Kellogg disagreed. The claim was truthful, substantiated, and not misleading, the advertiser told CARU, and the use of the statement within the apple was simply "a truthful call-out" of the makeup of the product—not a statement on nutritional value. The advertiser also noted that the U.S. Department of Agriculture lists "pureed fruits" as part of the "fruit group" and the apple was used to convey the type of fruit in the product.

Emphasizing that children are "not just little adults" and require extra protections, "CARU found that one reasonable takeaway message was that the Kellogg's Fruit Flavored Snacks contain substantial amounts of fruit," the self-regulatory body wrote, highlighting the use of the apple.

CARU recalled working with marketers—including Kellogg—in 2005 to accurately describe what were then called "fruit snacks." At that time, the self-regulatory body recommended that "Made with real fruit" claims with accompanying depictions of real fruit, without accompanying statements of the amount of fruit juice, be removed so that children would not believe that these products were made with substantial amounts of fruit.

"Kellogg complied with these recommendations, but has since reformulated its Fruit Flavored Snacks to use fruit puree rather than fruit juices," CARU said. "The consideration of such a claim when the product contains fruit puree is therefore new."

Despite being a new formulation of the question, CARU reached the same conclusion. "While CARU does not believe that Kellogg intended to mislead anyone, children or adults, by the use of the apple containing the statement 'Made with REAL FRUIT,' it is well-settled that advertisers must substantiate all reasonable interpretations of its claims, even those it did not intend to convey," CARU said.

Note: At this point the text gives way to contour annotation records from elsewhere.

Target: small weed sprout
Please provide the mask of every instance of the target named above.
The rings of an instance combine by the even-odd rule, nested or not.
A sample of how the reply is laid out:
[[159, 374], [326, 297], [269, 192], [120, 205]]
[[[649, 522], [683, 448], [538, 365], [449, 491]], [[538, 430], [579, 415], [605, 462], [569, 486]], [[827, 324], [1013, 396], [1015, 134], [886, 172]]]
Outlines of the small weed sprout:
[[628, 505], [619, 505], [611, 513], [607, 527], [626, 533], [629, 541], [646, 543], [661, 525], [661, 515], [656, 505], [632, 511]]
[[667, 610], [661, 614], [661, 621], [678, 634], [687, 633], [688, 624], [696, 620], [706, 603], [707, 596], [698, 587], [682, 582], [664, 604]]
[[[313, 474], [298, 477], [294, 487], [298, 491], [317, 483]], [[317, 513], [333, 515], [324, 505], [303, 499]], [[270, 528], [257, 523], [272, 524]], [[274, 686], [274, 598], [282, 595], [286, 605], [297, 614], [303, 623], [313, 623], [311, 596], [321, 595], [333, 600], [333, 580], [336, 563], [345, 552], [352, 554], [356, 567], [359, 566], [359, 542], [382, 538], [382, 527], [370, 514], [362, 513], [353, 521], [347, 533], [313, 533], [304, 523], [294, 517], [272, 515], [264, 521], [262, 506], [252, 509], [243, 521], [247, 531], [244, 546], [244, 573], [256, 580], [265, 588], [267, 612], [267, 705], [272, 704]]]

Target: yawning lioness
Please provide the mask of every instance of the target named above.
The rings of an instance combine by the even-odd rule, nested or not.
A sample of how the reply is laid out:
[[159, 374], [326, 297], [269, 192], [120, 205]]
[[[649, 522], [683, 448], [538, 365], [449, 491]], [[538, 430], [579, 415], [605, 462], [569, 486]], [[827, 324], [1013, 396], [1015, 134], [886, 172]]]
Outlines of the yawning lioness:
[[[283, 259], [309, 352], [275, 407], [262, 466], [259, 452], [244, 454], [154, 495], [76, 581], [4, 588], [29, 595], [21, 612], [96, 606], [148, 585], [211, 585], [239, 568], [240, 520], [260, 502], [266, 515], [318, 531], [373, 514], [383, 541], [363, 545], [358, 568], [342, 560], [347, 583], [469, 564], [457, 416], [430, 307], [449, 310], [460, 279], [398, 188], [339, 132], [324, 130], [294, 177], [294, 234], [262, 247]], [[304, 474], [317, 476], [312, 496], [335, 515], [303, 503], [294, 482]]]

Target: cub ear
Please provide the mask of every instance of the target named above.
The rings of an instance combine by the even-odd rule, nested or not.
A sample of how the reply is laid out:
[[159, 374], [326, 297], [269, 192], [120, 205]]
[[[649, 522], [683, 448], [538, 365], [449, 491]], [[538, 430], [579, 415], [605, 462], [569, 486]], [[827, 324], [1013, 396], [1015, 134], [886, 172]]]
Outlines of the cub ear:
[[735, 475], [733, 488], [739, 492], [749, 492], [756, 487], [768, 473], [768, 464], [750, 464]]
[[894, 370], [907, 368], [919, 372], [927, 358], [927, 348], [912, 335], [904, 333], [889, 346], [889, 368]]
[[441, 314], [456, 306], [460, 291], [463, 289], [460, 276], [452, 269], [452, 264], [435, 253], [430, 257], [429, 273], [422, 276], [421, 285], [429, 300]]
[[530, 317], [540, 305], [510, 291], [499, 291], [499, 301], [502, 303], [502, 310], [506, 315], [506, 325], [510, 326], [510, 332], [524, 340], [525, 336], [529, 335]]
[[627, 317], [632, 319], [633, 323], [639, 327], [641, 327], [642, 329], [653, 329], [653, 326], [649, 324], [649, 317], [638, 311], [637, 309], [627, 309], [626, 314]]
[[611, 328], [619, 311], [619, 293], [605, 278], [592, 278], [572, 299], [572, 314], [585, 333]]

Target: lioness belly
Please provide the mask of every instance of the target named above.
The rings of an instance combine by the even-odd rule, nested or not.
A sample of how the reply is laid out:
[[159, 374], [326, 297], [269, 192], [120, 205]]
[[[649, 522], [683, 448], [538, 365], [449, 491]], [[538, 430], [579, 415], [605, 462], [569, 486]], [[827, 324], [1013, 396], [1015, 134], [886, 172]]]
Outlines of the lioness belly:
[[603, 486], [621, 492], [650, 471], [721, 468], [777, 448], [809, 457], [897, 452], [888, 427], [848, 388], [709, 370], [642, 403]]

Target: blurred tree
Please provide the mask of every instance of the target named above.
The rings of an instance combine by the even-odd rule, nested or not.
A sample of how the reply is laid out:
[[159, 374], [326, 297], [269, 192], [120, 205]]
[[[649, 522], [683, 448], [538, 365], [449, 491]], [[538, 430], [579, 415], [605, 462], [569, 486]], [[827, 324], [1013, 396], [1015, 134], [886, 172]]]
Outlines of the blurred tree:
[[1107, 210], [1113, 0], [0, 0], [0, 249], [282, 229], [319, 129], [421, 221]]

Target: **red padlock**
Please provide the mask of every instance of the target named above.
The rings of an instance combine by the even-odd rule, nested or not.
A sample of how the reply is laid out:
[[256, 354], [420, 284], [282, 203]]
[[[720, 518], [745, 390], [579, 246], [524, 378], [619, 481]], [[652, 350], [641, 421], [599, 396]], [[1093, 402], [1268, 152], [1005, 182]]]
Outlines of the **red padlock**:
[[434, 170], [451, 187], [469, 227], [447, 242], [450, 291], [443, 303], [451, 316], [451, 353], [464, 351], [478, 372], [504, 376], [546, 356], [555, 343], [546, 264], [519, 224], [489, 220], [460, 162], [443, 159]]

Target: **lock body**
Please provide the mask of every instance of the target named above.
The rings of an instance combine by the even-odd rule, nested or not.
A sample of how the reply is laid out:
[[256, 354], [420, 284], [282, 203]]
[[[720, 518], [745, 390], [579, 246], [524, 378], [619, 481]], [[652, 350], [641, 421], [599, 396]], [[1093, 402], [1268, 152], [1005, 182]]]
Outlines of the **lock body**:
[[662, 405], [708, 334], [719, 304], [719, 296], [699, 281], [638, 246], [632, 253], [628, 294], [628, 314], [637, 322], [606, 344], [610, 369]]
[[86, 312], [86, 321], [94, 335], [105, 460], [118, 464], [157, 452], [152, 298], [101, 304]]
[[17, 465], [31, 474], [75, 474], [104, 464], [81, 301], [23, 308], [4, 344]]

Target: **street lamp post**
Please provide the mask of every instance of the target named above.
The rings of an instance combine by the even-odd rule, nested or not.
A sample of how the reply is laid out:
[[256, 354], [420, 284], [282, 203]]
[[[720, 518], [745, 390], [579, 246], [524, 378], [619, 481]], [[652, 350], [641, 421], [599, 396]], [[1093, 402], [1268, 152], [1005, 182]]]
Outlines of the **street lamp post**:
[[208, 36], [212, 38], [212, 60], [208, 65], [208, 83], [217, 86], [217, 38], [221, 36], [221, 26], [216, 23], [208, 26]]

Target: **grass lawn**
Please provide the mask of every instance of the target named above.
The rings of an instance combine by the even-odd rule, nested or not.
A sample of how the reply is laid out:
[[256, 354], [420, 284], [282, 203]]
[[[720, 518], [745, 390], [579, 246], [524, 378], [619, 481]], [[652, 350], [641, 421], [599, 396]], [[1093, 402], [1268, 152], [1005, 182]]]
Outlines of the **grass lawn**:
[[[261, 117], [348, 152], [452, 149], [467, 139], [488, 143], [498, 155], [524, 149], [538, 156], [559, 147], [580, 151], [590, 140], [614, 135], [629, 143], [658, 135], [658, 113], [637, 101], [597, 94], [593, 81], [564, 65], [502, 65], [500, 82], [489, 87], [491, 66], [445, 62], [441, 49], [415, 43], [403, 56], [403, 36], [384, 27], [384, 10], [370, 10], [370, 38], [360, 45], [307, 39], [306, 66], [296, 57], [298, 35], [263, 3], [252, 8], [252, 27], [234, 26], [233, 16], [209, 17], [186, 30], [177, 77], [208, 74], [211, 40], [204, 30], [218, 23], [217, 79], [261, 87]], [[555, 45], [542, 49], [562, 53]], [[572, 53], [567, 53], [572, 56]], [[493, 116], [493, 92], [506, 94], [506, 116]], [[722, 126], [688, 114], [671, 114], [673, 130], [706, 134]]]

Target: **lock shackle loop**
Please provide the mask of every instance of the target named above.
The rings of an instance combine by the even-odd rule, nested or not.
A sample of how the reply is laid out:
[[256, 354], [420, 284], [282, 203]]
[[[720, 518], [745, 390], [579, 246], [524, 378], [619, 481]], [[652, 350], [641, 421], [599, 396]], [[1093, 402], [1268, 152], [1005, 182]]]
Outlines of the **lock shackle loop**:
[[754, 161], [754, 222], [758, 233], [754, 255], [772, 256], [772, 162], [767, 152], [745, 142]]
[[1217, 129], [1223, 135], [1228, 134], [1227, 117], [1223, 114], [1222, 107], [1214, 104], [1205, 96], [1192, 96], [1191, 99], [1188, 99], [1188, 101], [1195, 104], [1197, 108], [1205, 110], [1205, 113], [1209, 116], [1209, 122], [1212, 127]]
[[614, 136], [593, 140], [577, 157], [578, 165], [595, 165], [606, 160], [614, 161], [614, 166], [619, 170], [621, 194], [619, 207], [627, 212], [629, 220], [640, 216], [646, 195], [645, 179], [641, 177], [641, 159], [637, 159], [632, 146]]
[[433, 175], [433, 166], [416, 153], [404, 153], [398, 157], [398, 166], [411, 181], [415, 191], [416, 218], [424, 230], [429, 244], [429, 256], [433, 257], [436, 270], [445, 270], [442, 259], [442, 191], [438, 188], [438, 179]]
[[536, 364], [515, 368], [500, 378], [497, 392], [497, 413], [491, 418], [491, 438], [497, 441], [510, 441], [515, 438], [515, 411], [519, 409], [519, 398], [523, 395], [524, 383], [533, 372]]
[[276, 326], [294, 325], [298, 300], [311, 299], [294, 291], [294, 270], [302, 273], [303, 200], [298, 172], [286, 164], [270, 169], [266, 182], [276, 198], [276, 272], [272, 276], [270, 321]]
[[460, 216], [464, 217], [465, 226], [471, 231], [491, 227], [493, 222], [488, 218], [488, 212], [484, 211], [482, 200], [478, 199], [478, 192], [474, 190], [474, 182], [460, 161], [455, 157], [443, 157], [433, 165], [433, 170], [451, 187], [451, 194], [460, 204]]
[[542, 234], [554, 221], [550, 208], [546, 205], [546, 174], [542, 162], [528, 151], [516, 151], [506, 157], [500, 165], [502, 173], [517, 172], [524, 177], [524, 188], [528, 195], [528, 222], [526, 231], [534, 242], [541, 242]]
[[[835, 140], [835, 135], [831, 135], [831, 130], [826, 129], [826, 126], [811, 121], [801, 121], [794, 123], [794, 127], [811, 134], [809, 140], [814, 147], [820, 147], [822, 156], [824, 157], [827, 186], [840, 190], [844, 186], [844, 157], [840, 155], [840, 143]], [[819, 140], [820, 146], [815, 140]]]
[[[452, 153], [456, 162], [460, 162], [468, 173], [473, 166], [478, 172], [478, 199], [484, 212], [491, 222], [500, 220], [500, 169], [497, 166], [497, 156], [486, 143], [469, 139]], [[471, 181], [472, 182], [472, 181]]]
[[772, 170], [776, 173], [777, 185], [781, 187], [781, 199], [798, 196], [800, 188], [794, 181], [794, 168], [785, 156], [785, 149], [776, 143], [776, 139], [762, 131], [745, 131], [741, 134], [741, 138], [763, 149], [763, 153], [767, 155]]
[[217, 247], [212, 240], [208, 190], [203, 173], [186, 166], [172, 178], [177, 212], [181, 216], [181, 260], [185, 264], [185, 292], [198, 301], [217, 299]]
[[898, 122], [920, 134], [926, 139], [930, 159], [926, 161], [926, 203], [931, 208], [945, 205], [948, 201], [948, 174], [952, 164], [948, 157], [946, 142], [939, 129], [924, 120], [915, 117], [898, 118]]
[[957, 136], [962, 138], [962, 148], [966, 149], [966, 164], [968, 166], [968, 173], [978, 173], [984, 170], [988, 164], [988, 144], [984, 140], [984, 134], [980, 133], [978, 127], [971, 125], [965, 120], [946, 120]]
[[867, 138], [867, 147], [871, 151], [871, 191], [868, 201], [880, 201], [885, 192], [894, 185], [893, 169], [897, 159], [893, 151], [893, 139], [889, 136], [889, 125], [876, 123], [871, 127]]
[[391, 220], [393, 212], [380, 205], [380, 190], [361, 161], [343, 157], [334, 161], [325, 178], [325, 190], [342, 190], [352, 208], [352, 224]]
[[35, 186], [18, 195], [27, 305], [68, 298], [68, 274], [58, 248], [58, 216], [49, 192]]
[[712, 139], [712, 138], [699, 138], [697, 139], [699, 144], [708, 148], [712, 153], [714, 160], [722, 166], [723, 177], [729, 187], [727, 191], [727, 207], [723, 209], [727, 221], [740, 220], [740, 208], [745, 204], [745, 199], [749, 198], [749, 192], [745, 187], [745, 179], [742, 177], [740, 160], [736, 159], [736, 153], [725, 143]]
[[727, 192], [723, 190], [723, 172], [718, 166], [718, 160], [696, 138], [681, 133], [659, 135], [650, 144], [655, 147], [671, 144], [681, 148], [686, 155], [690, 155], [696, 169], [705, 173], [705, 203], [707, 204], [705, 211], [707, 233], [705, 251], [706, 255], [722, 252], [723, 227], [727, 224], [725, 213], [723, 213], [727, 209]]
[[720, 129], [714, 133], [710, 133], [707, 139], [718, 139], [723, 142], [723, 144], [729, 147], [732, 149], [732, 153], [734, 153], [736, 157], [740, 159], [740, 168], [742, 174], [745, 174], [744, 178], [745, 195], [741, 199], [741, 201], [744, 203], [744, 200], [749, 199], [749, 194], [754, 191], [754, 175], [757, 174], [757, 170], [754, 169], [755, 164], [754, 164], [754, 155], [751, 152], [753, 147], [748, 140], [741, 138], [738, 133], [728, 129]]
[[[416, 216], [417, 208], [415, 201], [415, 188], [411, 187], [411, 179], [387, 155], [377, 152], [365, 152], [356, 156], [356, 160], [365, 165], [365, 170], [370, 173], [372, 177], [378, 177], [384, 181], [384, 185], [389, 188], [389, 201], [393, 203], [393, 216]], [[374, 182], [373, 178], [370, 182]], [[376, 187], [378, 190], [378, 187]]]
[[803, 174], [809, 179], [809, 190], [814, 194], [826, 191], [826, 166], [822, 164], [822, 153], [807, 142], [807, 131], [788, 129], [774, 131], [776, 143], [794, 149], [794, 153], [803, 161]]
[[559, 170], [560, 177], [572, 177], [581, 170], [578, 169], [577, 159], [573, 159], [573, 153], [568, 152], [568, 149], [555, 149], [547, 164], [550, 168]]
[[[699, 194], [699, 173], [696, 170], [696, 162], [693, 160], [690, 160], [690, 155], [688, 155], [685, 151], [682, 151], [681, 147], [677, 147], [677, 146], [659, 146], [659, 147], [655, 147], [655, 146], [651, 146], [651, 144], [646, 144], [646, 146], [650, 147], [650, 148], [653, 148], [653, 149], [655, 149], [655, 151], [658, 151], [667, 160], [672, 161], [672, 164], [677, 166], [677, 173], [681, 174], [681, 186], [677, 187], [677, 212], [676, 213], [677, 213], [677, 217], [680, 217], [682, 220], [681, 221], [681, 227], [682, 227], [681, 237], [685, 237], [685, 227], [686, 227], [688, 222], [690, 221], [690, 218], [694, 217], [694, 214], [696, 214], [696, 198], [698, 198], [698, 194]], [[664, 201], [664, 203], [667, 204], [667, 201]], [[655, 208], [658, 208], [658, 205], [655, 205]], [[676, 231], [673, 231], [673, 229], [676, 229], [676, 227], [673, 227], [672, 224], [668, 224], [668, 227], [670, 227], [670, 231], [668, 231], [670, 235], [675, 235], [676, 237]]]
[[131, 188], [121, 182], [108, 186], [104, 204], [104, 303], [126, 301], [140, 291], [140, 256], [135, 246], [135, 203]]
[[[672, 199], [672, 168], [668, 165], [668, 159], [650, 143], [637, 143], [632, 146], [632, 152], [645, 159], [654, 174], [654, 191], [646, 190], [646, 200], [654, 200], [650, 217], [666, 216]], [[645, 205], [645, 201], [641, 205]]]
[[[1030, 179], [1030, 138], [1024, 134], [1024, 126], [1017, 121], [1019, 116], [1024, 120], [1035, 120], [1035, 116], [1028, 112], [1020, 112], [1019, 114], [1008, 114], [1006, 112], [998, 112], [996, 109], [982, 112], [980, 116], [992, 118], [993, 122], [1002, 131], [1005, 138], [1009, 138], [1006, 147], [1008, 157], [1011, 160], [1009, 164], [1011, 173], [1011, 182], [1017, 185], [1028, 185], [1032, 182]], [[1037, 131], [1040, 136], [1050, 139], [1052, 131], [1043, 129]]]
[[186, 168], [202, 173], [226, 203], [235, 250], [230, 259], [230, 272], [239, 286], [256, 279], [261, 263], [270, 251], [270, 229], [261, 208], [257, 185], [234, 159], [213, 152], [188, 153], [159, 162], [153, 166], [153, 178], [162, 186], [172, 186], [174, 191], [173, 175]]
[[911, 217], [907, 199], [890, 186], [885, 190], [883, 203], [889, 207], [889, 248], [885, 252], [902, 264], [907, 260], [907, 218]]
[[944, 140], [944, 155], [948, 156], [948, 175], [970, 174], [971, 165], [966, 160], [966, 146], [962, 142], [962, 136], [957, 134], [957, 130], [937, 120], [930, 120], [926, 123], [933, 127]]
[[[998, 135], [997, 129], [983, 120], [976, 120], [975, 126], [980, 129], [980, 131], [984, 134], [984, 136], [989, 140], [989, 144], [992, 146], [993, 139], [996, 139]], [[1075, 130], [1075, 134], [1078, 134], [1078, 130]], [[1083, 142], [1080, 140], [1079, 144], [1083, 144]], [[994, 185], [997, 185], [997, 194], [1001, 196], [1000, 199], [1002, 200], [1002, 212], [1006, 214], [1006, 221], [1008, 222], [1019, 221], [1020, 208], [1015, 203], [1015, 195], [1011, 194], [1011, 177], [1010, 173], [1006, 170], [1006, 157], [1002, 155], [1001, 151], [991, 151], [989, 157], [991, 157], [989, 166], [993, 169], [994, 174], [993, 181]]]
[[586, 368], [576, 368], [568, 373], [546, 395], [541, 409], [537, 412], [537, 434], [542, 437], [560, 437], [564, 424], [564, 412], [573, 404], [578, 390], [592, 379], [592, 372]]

Because Kellogg could not substantiate the implied claim that the product is made substantially of real fruit (with fruit puree concentrate the third ingredient in the snacks after two non-fruit sweeteners), CARU recommended that Kellogg remove the "Made with REAL FRUIT" representation within the apple from packaging featuring cartoon characters that appeal to children under the age of 12.

In its advertiser's statement, Kellogg disagreed with CARU's ruling but said it would modify the product packaging.

To read CARU's press release about the case, click here.

Why it matters: Advertisers can take two lessons from the decision: a reminder that they are obligated to substantiate all reasonable interpretations of their claims—including messages they may not have intended to convey—and that a claim that is literally true may, in the context in which it is presented, still convey a message that is false or misleading.

DISCLAIMER: Because of the generality of this update, the information provided herein may not be applicable in all situations and should not be acted upon without specific legal advice based on particular situations.